Wesleyan's Fifteenth President

Douglas J. Bennet

1995-2007
B.A., M.A., Ph.D.
(1938-2018)

"A fundamental part of our mission is to encourage in our young men and women a positive outlook and the realization that they can make a difference."


The son of a Wesleyan alumnus, and the father of two Wesleyan alumni, Douglas Bennet, who himself graduated from Wesleyan in 1959, was born on June 23, 1938, in Orange, New Jersey, and was raised in the Lower Connecticut River Valley. After receiving his degree from Wesleyan, he received a master's degree from the University of California, Berkeley, and a Ph.D. in history from Harvard University.

Active in government service, Bennet was assistant secretary of state for international organization affairs when elected to the Wesleyan presidency. Prior to that he was the chief executive officer and president of National Public Radio for ten years, during which the number of listeners tripled, the number of member stations doubled, and he raised enough funds so that NPR did not have to depend totally on federal money.

Prior to his years at NPR, he had been the assistant to the economic adviser for the Agency for International Development, special assistant to U.S. Ambassador to India Chester Bowles, assistant to Vice President Hubert H. Humphrey, assistant to Senators Thomas F. Eagleton and Abraham Ribicoff, assistant secretary for congressional relations in the State Department, and head of the Agency for International Development.

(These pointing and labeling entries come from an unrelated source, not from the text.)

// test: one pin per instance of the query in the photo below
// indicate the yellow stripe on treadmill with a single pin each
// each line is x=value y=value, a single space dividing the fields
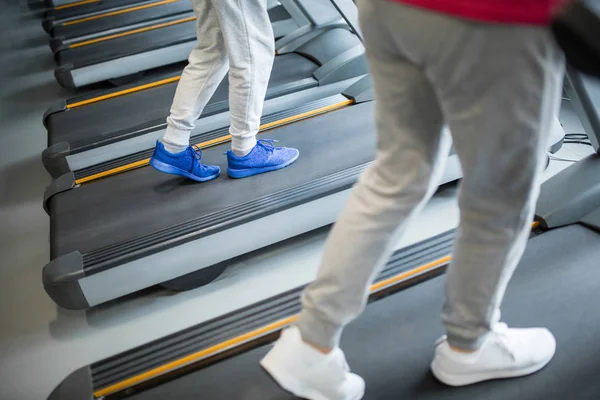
x=78 y=3
x=211 y=351
x=123 y=92
x=132 y=32
x=219 y=140
x=118 y=12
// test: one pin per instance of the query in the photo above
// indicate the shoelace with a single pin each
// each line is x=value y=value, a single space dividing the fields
x=500 y=332
x=340 y=360
x=197 y=152
x=268 y=144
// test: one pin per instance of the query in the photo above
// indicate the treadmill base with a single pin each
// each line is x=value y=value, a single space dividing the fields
x=195 y=279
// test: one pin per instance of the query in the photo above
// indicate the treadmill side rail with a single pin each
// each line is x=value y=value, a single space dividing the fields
x=57 y=44
x=55 y=161
x=592 y=220
x=57 y=107
x=58 y=185
x=571 y=194
x=64 y=76
x=76 y=386
x=361 y=91
x=61 y=281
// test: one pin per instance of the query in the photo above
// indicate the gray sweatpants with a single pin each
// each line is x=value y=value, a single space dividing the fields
x=497 y=87
x=234 y=36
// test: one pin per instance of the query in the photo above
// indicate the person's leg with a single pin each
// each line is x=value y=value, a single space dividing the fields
x=406 y=171
x=207 y=66
x=250 y=45
x=500 y=92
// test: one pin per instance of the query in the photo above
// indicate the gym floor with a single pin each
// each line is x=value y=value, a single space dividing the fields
x=41 y=344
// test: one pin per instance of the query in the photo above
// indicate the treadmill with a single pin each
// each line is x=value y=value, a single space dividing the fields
x=126 y=53
x=106 y=231
x=138 y=16
x=556 y=282
x=313 y=62
x=82 y=8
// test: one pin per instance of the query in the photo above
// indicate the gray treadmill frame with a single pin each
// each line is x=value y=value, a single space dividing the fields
x=573 y=195
x=71 y=77
x=335 y=74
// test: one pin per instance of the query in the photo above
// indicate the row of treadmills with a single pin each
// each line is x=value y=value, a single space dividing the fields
x=117 y=226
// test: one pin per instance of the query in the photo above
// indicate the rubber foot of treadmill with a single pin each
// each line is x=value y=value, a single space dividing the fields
x=195 y=279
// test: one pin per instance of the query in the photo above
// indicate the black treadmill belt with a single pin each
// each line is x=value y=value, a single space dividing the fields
x=144 y=201
x=122 y=20
x=128 y=45
x=391 y=344
x=134 y=111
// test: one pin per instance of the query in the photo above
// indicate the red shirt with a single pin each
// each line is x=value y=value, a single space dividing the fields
x=535 y=12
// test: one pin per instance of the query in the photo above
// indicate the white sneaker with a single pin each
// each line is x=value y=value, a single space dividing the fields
x=506 y=353
x=307 y=373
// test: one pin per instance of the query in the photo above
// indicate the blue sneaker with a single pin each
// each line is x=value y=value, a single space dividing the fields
x=187 y=163
x=264 y=157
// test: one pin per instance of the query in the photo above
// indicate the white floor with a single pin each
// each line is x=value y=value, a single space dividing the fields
x=40 y=344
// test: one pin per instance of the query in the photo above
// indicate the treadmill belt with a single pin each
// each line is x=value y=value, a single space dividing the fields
x=128 y=206
x=391 y=344
x=128 y=45
x=89 y=123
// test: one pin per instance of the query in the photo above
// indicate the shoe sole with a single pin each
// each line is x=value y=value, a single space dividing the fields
x=464 y=380
x=247 y=172
x=169 y=169
x=294 y=387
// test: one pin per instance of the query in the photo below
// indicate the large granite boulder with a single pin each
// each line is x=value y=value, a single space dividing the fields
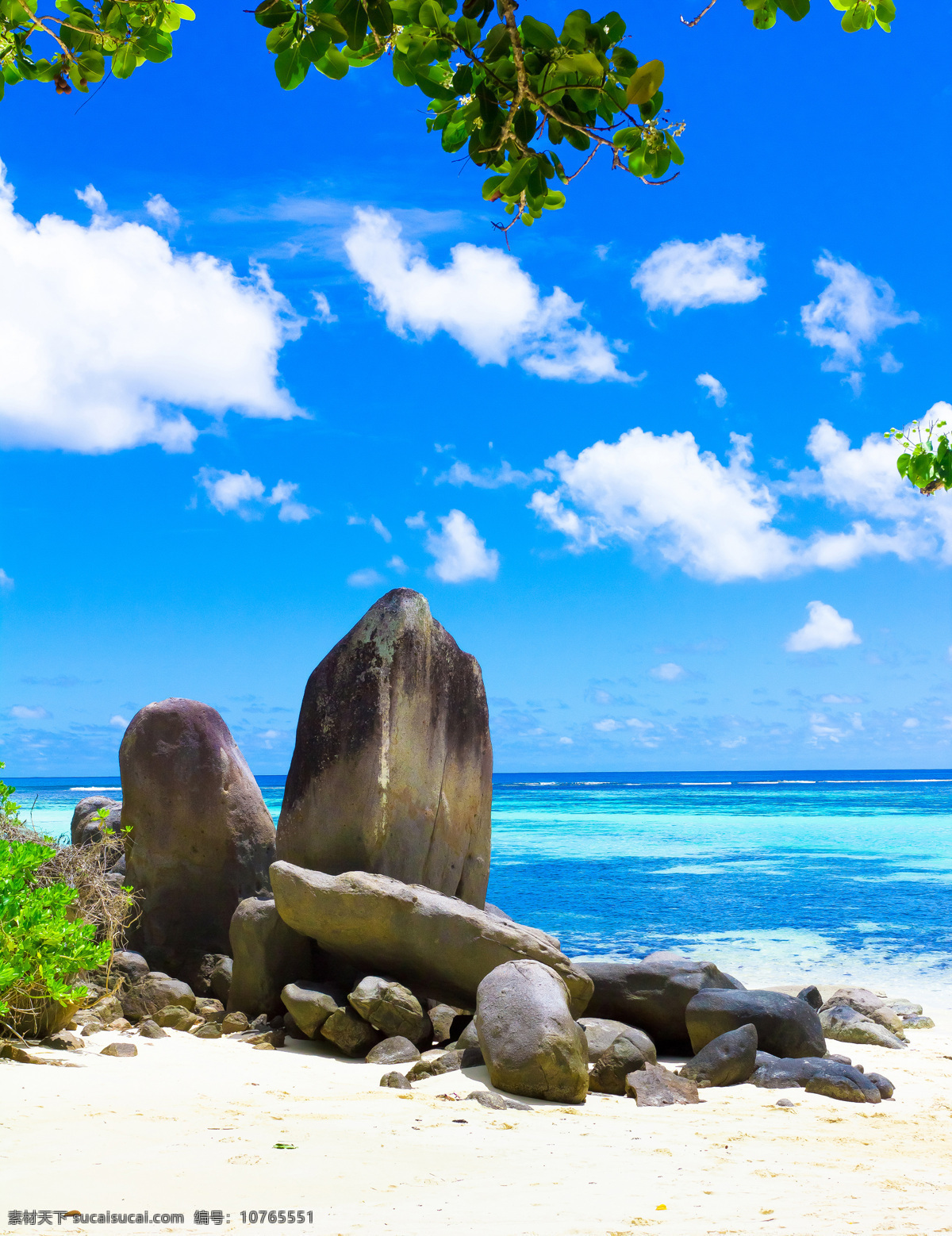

When Bennet came to Wesleyan as president in 1995, he developed the university's first comprehensive strategic plan, "Strategy for Wesleyan," which was adopted in 1998. In 2005 he renewed the university's strategic vision with a new plan, "Engaged with the World." The first plan defined key institutional priorities: an enduring commitment to need-blind admission; an expansion of the faculty in order to improve teaching ratios and expand scholarship and teaching in new, interdisciplinary areas; and the beginning of a program of campus renewal. The second plan includes continuing curricular innovations and renewed commitments to international studies and to science.

These priorities were supported by a history-making $281 million Wesleyan Campaign, which enabled Wesleyan to add 20 new faculty positions, create 140 new scholarships, and embark on more than $200 million in construction and renovation projects on campus. The campaign also established six endowed professorships.

Bennet also sought more collaboration with the city of Middletown, and Wesleyan participated actively in the city's development efforts, resulting, among other things, in a new downtown hotel and in the Green Street Arts Center, a community arts center meant to help revitalize the city's North End.

In May 2006, Bennet announced that he planned to step down as president at the end of the 2006-2007 academic year.